Like I told my friend and faithful Small Times correspondent Jack Mason, in an interview he conducted with me for an article he's writing for Salon (I'll let you know when it runs. We all need to help that excellent online magazine survive), I feel horrible over the possibility that the industry I'm covering is about to be painted with a broad "polluter" brush – especially when what is known about nanotech's potential benefits to the environment outweigh what is not known.
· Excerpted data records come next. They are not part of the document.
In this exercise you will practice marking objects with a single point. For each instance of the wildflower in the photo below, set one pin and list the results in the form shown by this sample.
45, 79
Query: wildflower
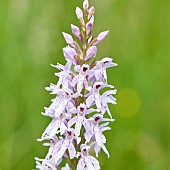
79, 109
87, 161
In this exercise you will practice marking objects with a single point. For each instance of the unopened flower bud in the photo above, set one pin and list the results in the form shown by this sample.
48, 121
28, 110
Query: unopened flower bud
79, 13
85, 4
75, 31
92, 10
101, 37
89, 25
91, 52
69, 40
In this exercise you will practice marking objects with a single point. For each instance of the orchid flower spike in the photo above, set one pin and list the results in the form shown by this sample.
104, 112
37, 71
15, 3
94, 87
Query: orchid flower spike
79, 110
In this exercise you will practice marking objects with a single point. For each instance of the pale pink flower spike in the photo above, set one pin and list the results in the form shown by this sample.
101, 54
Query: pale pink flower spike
79, 110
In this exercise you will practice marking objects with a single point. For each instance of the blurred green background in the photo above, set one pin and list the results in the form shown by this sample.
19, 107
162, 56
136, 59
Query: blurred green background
139, 41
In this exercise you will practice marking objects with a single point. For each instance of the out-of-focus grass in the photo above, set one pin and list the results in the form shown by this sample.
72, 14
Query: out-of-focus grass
31, 39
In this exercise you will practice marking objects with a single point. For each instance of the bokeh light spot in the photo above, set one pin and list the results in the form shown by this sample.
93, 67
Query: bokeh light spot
129, 102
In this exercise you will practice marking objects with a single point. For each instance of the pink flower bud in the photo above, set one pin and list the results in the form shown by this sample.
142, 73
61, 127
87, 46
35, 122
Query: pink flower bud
79, 13
75, 30
91, 52
101, 37
85, 4
92, 10
69, 54
89, 25
69, 40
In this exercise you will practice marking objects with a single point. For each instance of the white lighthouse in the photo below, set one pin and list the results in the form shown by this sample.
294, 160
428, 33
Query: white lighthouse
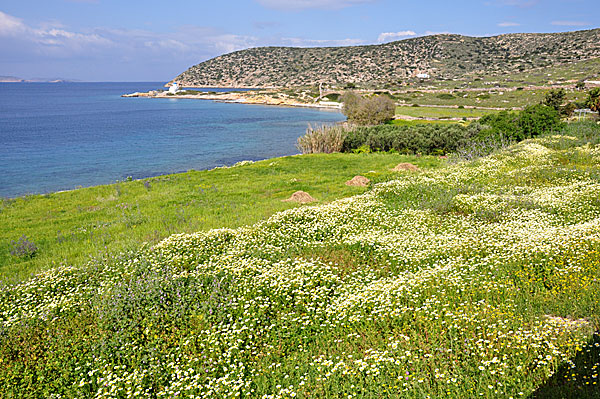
174, 87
I have covered local environmental issues during my reporting career, and one thing that I've remained curious about is the idea of risk – the "acceptable" risks we take just commuting to work, vs. the risks associated with, for example, living near a trash incinerator or close to power lines. We make decisions every day about which risks we deem acceptable (or choose to ignore), and which ones we worry about. I've read reports from environmental watchdogs on the local and national levels that assessed various health risks associated with a NIMBY issue, and I've read some ridiculous counterarguments from the "pro-industry side" that compare these risks to the chances of exposure to random horrors by just leaving our house. Usually, both these arguments lack common sense.
What Greenpeace is invoking for nanotech is what they used in previous battles, the Precautionary Principle, which essentially says that we're better safe than sorry. It reduces the possibility of horrible mishaps by limiting scientific exploration when safety is in doubt. In general, I'm in agreement with the principle. It makes perfect sense – if the safety of a technology is in doubt.
The trouble is that Greenpeace is too early on this. Nanotech's safety isn't "in doubt." We don't know enough about the behavior of nanoparticles in our bodies and in the environment to even have a doubt. The Precautionary Principle could reasonably be invoked after we know more about specific nanomaterials under specific conditions. Then, the alarm bells can go off, and Greenpeace can do what they do best: Call attention to the potential problem and demand action.
To Greenepeace's credit, the group did conclude its report with a brief nod to the "number of environmental goods that may arise" from nanotechnology and a call for "a more in-depth analysis of environmental concerns."
A couple of excellent articles on this general topic moved in today's news cycle. Take a look at Fear of the science of the small 'is focused on the wrong things', from the Guardian, and this one from EurekAlert, Nanotechnology: sink or swim?
Now, I hope when we visit this weekend, my in-laws will let me out of the chicken coop and allow me to sleep in the house.